✨4.Bölüm

397 30 5
                                    


Simsiyah bir gecenin, zemheri soğuğuyla aralamıştım gözlerimi. Kucağımda hissettiğim ağırlıkla birlikte bakışlarımı dizlerime sabitlediğimde, üzerimde Özgür'ün montunu, onun da üzerinde boylu boyunca dizimde uzanan Özgür'ün kolunu gördüm. Kaşlarımı çatarak ters ters Özgür'den tarafa baktığımda karşı karşıya kaldığım manzara, beni dumura uğratmaya yetti.

Didem, başını Özgür'ün omzuna yaslamış, üstelik kolunu Özgür'ün beline dolamıştı. Sertçe yutkunup gözlerimi onlardan çekmek için yoğun bir gayret içerisine girmişken uyumayan Fırat Amca, "Nergis."  diye zikretti ismimi. "Uyandın mı kızım?"

Burnumun ucu sızlarken başımı dikleştirip gözlerimi ovalayarak, "Uyandım amca." diye mırıldandım sessizce. "Ne kadar yolumuz kaldı?"

"Az kaldı kızım." dedi dikiz aynasından bana kısa bir bakış atarak. "Nasılsın, uykunu alabildin mi?"

Başımı hafifçe sallarken elim enseme gitti. "İyiyim amca. Sadece birazcık boynum ağrıyor, o kadar."

"Muğla'ya vardığımızda güzelce dinlenirsin." dedi samimi bir tavırla. İki aile arası ne kadar açık olsa da, amcamla can ciğer kuzu sarması gibiydik ikimiz.
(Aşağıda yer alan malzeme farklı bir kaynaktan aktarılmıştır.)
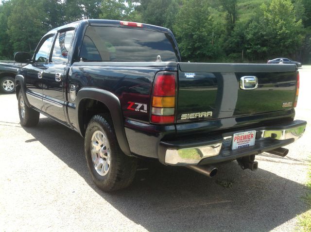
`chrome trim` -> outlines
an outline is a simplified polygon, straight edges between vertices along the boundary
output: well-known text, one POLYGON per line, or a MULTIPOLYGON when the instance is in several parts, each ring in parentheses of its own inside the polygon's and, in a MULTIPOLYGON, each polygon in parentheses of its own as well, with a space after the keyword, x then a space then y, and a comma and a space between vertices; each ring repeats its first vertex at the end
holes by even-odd
POLYGON ((166 150, 165 163, 168 165, 197 165, 201 160, 218 155, 222 143, 196 148, 166 150))
POLYGON ((42 100, 45 103, 51 104, 51 105, 52 105, 54 106, 56 106, 57 107, 63 108, 63 105, 62 105, 61 103, 56 102, 52 100, 50 100, 50 99, 43 98, 42 99, 42 100))
MULTIPOLYGON (((255 141, 272 139, 282 140, 293 138, 295 141, 302 136, 306 126, 306 124, 298 125, 283 130, 256 131, 257 133, 261 133, 261 137, 255 141)), ((197 165, 203 159, 218 155, 222 147, 231 147, 232 140, 232 136, 228 136, 224 137, 221 143, 194 148, 167 149, 165 153, 165 163, 177 166, 197 165)))
POLYGON ((55 74, 55 81, 59 82, 62 80, 62 74, 59 72, 55 74))
POLYGON ((39 100, 42 100, 42 97, 38 97, 36 95, 35 95, 35 94, 34 94, 33 93, 29 93, 28 92, 26 92, 26 95, 27 96, 27 97, 30 96, 30 97, 32 97, 33 98, 35 98, 36 99, 38 99, 39 100))
POLYGON ((306 130, 306 125, 303 125, 284 130, 261 131, 261 138, 273 138, 278 140, 294 138, 296 141, 302 136, 306 130))
POLYGON ((250 90, 257 89, 258 87, 258 79, 255 76, 244 76, 241 78, 240 80, 240 87, 241 89, 245 90, 250 90), (245 83, 255 84, 253 87, 249 88, 245 86, 245 83))
POLYGON ((38 72, 38 78, 39 79, 42 79, 42 74, 43 74, 43 71, 39 71, 38 72))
Aramızdaki bu samimiyeti babam varken pek dile getiremesek de, çok severdik birbirimizi.

"Yoruldun mu?" diye sordum, ona kısa bir bakış atıp. "Ne kadar zamandır araba sürüyorsun, yorulduysan ben geçerim direksiyona."
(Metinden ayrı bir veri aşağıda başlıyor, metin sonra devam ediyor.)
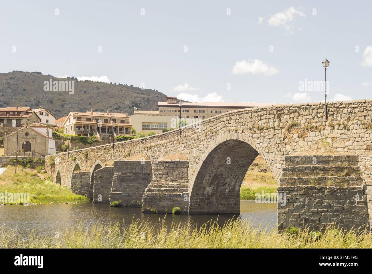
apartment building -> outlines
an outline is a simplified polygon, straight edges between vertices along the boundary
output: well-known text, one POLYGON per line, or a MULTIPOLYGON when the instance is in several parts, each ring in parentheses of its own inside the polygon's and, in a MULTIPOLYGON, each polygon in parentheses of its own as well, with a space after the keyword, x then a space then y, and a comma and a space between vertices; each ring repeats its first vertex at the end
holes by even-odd
MULTIPOLYGON (((180 106, 177 97, 166 97, 165 102, 158 102, 160 115, 180 115, 180 106)), ((181 118, 206 119, 235 109, 272 105, 265 103, 186 103, 181 108, 181 118)))
POLYGON ((177 119, 176 114, 164 115, 158 111, 140 111, 135 107, 129 122, 137 132, 147 133, 154 131, 160 133, 164 129, 176 128, 177 119))
POLYGON ((41 119, 42 124, 46 124, 51 125, 55 125, 55 119, 57 117, 55 116, 52 113, 42 106, 39 106, 37 109, 34 109, 40 119, 41 119))
POLYGON ((0 108, 0 126, 20 127, 33 123, 40 122, 41 119, 31 108, 22 107, 0 108))
POLYGON ((131 135, 132 125, 126 113, 71 111, 66 118, 63 126, 65 134, 94 136, 99 140, 112 140, 113 130, 114 136, 131 135))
Yüzünde silik bir tebessüm oluşurken, "Olur mu hiç öyle şey?" diye sitem etti bana. "Ben varken sana direksiyon sallatmak yakışır mı bana?" Ona gözlerimi kısarak baktığımda, "Bakma öyle kötü kötü," dedi benim gibi gözlerini kısarak. "Hadi beni geçtim, yanında kazık kadar adam varken yakışır mı bize seni yormak?"

Alaylı bir tavırla, "Adam mı?" diye sordum. "Pardon amca, buradaki tek adam sensin de kimden bahsettiğini anlayamadım?"
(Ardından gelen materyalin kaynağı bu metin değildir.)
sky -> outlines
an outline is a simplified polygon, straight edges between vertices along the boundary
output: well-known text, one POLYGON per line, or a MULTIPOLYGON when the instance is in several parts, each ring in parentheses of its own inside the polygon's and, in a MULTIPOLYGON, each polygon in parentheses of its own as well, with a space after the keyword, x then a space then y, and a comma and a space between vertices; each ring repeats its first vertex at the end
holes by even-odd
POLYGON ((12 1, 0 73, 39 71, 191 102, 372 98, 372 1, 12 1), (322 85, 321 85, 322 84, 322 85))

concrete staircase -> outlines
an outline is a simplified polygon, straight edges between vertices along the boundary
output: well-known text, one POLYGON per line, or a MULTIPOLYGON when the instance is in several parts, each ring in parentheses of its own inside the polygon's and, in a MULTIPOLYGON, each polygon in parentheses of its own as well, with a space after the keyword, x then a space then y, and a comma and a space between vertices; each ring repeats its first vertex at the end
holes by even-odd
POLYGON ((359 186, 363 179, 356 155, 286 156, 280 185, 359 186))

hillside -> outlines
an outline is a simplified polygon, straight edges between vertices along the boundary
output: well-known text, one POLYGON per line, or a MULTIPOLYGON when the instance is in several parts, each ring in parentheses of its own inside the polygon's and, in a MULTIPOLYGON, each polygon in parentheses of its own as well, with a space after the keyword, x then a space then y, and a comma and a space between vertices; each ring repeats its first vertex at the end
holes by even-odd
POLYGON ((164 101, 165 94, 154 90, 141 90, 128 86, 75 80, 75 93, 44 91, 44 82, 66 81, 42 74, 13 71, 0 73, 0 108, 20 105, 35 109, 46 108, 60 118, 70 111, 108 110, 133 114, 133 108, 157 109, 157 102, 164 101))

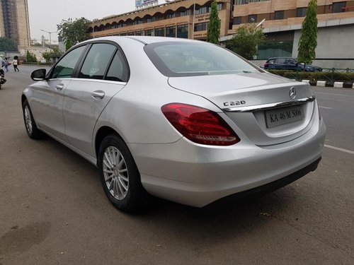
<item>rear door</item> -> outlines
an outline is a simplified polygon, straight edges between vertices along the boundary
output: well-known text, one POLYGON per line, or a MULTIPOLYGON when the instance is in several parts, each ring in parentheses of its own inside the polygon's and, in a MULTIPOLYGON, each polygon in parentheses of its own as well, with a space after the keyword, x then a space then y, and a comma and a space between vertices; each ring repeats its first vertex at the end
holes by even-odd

Bana kınarcasına bakıp, "Duymamış olayım." diye ikaz ettiğinde omuz silktim küçük bir kız çocuğu gibi. "Oğlumu adam yerine koymuyorsun ama sen üşüme diye montunu çıkarıp üstüne örttü."

Dudağımın kenarı hafifçe yukarı kıvrıldı. "Beni düşündüğünden değil o amca," dedim kaşlarımı kaldırarak. "Ölüp de başına kalmayayım diye yapmıştır onu o."

Amcam belli belirsiz gülüp başını iki yana sallarken, "Bir şey soracağım sana." dedi kuru bir sesle. Beklentiyle yüzüne baktığımda derin bir nefes aldı. "Bu kız," dedi göz ucuyla Didem'e bakarak. "Ne iş?"

Boğazımda bir yumru oluşurken, "Bilmem." diye cevap verdim, durgunca.

"Ne demek bilmem, tanımıyor musun sen bu kızı?" diye sordu, üsteleyerek. "İllaki biliyorsundur bir şeyler.. Aralarında bir şey mi var bu ikisinin?" Kalbime on ton ağırlık bindi. "Baksana, nasıl da sokulmuşlar birbirlerine."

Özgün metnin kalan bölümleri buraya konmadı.